No grief from me. I don't feel over confident, I'm just gonna give it MY best shot. The area I'm thinking of heading to is an area where I do have some decent knowledge pertaining to the layout and terrain. The physical doesn't bother me a bit. I train/run a few days a week, I'm looking forward to the workout  I'm just looking for tips based on your experiences. I appreciate the bluntness.


----------



## Hunterg (Aug 22, 2014)

Anyone out there have a link that has the video that Etoncathunter recommended? The link in the post above doesn't have the video link, that I can see. Sounds like a pretty helpful video.


----------



## deadend (Aug 22, 2014)

Get a GOOD pack.  Killing is the easy part.  Hardest animal there is to get out of the woods.


----------



## JWilson (Aug 22, 2014)

You can do a good bit of scouting from home if you know how to use a computer.  I would start on the high ridges with saddles. If you go on google check out the topo maps in relation to Ariel photo. Some of them are done in the winter where you can tell the difference in tree types. Hardwood vs pines  if by now it should be clear as mud. Here is something else very important start at 2600 feet.


----------



## tree cutter 08 (Aug 22, 2014)

Watch out for them rattler snakes to. Don't want to get bit way back in the middle of no where.


----------



## Hammer Spank (Aug 22, 2014)

Hunterg said:


> Anyone out there have a link that has the video that Etoncathunter recommended? The link in the post above doesn't have the video link, that I can see. Sounds like a pretty helpful video.



Watch the video posted at the top of the bear hunting forum.  S GA Bear Guide From a N GA Perspective.  It's a pretty good look at what you need.  

I would have a big pack, several sharp knives, a bone saw, and a lot of grit on board.  Remember, you will have to get out AT LEAST 75 lbs.  I was by myself when I killed mine last year.  About a 200lb bear.  I got the hide and backstraps out in one trip, but it took two more to get the rest out.  I was two miles in, so by noon of that day I had hiked 12 miles, most of which packing a pretty heavy and gelatinous pack.  
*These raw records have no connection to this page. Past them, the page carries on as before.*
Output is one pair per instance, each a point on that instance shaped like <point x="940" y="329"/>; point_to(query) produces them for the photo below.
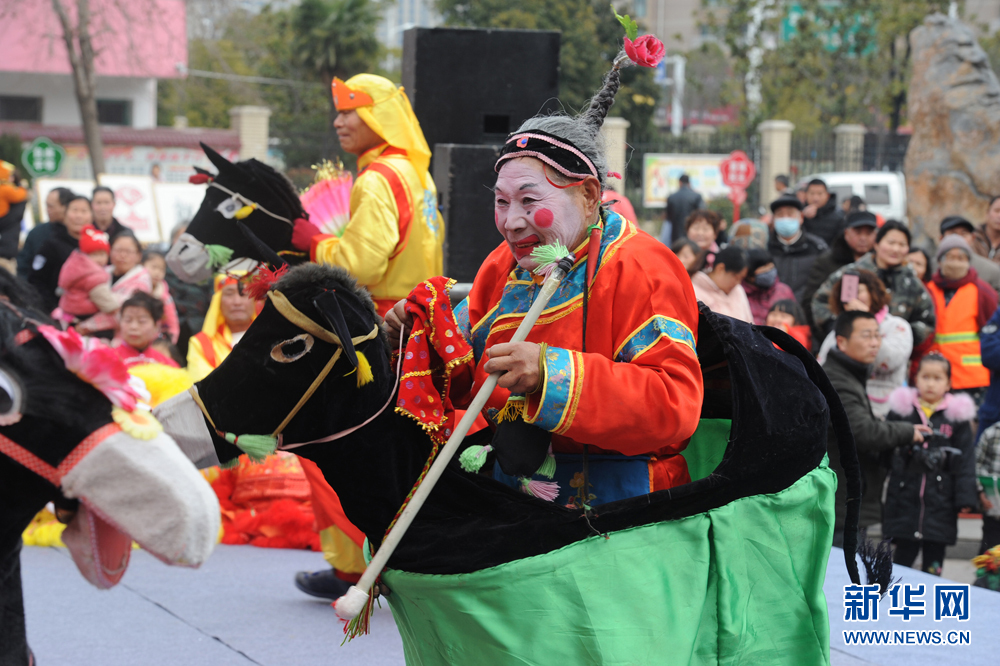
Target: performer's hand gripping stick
<point x="352" y="603"/>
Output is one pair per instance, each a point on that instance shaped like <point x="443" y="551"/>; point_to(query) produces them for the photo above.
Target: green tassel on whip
<point x="473" y="458"/>
<point x="547" y="256"/>
<point x="257" y="447"/>
<point x="218" y="255"/>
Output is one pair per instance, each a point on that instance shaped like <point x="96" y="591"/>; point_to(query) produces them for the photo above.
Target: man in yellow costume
<point x="391" y="244"/>
<point x="393" y="239"/>
<point x="229" y="315"/>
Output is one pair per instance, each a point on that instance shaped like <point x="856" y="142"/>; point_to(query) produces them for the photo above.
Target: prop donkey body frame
<point x="473" y="524"/>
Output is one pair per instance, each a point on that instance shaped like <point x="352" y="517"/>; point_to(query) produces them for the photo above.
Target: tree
<point x="336" y="38"/>
<point x="80" y="48"/>
<point x="820" y="63"/>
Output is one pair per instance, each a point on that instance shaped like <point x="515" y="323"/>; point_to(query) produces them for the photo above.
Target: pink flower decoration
<point x="645" y="51"/>
<point x="94" y="362"/>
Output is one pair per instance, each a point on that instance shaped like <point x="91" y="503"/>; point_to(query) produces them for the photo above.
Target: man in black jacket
<point x="103" y="204"/>
<point x="822" y="216"/>
<point x="857" y="240"/>
<point x="793" y="249"/>
<point x="848" y="367"/>
<point x="680" y="204"/>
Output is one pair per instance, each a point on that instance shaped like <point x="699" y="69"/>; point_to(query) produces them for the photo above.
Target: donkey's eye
<point x="11" y="399"/>
<point x="291" y="350"/>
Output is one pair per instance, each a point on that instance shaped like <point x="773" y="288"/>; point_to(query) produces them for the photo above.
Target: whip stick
<point x="352" y="603"/>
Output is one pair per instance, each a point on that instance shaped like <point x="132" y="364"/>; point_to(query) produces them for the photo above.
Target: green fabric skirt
<point x="741" y="584"/>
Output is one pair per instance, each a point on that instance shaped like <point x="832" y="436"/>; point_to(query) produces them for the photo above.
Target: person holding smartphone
<point x="863" y="291"/>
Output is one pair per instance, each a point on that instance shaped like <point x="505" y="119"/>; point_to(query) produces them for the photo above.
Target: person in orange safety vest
<point x="963" y="303"/>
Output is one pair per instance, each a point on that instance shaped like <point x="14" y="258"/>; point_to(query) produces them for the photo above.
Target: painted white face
<point x="530" y="210"/>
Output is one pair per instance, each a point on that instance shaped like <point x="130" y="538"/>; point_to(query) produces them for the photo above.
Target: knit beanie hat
<point x="951" y="242"/>
<point x="93" y="239"/>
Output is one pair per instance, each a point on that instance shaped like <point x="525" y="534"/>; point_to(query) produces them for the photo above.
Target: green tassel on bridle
<point x="218" y="255"/>
<point x="257" y="447"/>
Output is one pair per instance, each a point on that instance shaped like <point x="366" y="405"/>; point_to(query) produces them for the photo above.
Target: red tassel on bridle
<point x="257" y="284"/>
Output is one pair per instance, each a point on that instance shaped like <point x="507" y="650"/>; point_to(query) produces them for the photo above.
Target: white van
<point x="884" y="192"/>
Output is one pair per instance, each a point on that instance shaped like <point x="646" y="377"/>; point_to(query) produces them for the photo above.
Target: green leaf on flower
<point x="631" y="27"/>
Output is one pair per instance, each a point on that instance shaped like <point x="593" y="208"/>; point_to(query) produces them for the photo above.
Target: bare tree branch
<point x="82" y="63"/>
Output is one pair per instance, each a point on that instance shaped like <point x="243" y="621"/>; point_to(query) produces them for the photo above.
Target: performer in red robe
<point x="619" y="386"/>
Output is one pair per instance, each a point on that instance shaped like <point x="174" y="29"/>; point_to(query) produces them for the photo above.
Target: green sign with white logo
<point x="43" y="157"/>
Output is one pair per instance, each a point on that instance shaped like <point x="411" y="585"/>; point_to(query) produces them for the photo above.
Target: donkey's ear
<point x="329" y="306"/>
<point x="267" y="254"/>
<point x="220" y="162"/>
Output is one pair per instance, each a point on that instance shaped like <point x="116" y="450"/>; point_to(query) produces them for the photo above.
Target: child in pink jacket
<point x="84" y="282"/>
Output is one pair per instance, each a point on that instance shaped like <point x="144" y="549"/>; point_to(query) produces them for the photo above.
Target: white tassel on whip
<point x="351" y="604"/>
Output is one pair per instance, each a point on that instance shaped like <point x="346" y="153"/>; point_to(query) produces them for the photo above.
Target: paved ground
<point x="241" y="608"/>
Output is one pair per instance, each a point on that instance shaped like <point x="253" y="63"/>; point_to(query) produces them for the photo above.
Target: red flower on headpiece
<point x="645" y="51"/>
<point x="94" y="362"/>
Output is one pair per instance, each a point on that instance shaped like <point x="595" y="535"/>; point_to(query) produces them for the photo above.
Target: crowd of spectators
<point x="908" y="334"/>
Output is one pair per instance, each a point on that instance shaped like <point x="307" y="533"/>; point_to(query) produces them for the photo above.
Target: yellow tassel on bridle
<point x="512" y="411"/>
<point x="365" y="375"/>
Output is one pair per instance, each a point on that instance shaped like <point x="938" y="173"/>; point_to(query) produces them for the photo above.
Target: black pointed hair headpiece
<point x="558" y="153"/>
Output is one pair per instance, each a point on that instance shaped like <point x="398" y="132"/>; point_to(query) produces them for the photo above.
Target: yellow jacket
<point x="393" y="239"/>
<point x="207" y="349"/>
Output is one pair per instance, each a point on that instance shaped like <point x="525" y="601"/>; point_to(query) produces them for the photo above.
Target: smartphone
<point x="849" y="288"/>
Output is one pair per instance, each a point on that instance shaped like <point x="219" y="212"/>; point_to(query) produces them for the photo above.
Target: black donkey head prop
<point x="249" y="211"/>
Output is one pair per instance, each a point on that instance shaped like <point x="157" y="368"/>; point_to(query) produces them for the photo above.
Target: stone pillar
<point x="849" y="149"/>
<point x="775" y="155"/>
<point x="614" y="131"/>
<point x="701" y="135"/>
<point x="251" y="122"/>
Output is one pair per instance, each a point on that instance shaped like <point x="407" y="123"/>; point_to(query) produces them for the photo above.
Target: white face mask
<point x="786" y="227"/>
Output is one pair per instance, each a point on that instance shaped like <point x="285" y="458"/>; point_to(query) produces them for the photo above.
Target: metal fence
<point x="818" y="153"/>
<point x="812" y="153"/>
<point x="884" y="151"/>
On the way back out to my intended route I had to strap my recurve to my backpack because I needed both feet and both hands to get back up the slope.  This stuff is not for the faint of heart or legs but it is the most rewarding hunting there is.  I've killed some turkeys and some deer, but I really remember the ones that were really hard to get back to the truck.  

For those looking to start now, you need at least a full weekend to scout.  You need backup plans as bears destroy a tree or a whole grove of trees in record time and you need backup plans.  I start walking the hills in mid June and usually do 6-10 trips checking different areas and glassing trees.  Last year was a total bust on white oaks and mostly on red oaks too.  I scouted all summer to find one place that had red oaks and it was the ticket for me.  This year, most white oaks are loaded so the tastiest trees will  be the most important.  It all takes time. Good luck to everybody and hope to see you on the mountain!  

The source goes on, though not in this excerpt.